Luís took a handful of black mapacho tobacco from his pouch, mixed it in a jar with water and stirred it into a paste of uniform blackness, which he swallowed in one go, and the ceremony was convened. As he went into trance, he entered the tent of mosquito netting, which is only used in the most powerful ceremonies. Joined by Bawan Sani, they struggled together to locate the black cloud, which they found circling around the vast Amazon forest. When the ceremony was finally over, Luís reported as follows: “The city of the spirits, or invisible beings, is enormous. Other beings, known as the spirits of the winds, also live there; they are remarkable for their huge ears and their plaited grey hair terminating in snakes’ heads. When they feel badly affected by the mindless activity of man polluting the environment, which is their habitat too, they get upset and by the strenuous motion of their enormous ears they produce great gales, storms and hurricanes to purify the contaminated air.”
“We followed them”, continued Luís, “on the winged horses, my allies who transport me to other sidereal spaces, and when we reached that place, I saw with great concern that many of them were engaged in a ceremony for the adoption of spirits – the spirit of Heberto was in the middle of the circle and they were about to transform him into one of them!
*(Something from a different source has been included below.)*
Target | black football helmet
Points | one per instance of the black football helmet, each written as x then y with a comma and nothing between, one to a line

They had even started the baptism process using plants of the wind, and had already applied the tincture to his forehead and had pronounced his mystic name – of their choosing – “Niwen Koshi”.Read more...
“When we arrived, the beings with the huge ears were quite amazed to see us, but we already knew quite a few of them, as we had had dealings with them on previous occasions. They were obstinate in their refusal to release Heberto’s soul back to us; they had already baptised him and applied their sacred tinctures and that, it would seem, was that. The life energy of the spirits of the winds was now flowing in his spiritual body which was, therefore, ready to embark on the great voyages which they undertake around the world. It was no easy job convincing them – we had to emphasise that he was a member of my family, and resort to certain ruses of persuasion. In the face of our insistence and perseverance – and when we threatened to use certain other measures against them – they finally decided to let us have him back, but, before handing him over, they assured us that Heberto, on earth, would never be a normal person for he had now absorbed the energy of the spirits of the winds; he would be a very special person, already possessing a weightless (spiritual) body, so that he could transport himself at will to other places, just as they can. Furthermore, at any time, he could reach them, and should he so desire, live with them in their community.”
“If you are determined to reunite him with his physical body”, they continued, “you must help his development so that he can be a special being on earth. You must put him on a strict diet for three months, out of sight of normal people, feeding him only fish and vegetables, and during this time you must bathe him with a preparation of the leaves and flowers of Nuyá Rao and Niwe Rao.’’ [The plant Niwe Rao is much used in shamanic treatments, primarily known for its efficacy in opening up, and strengthening one’s connection with spirit]. ‘This will be a solemn pact between us, and will ensure this child will always have a way of contacting us”. Agreeing to these obligations, I took him in my arms and brought him back to his physical body.
“In conclusion” Luís told Inés, “from this moment on, your son bears the name Niwen Koshi, which means ‘the force of the storm‘ or ‘the life-force of the winds‘.” And thus the infant Heberto, or Niwen Koshi, recovered his health.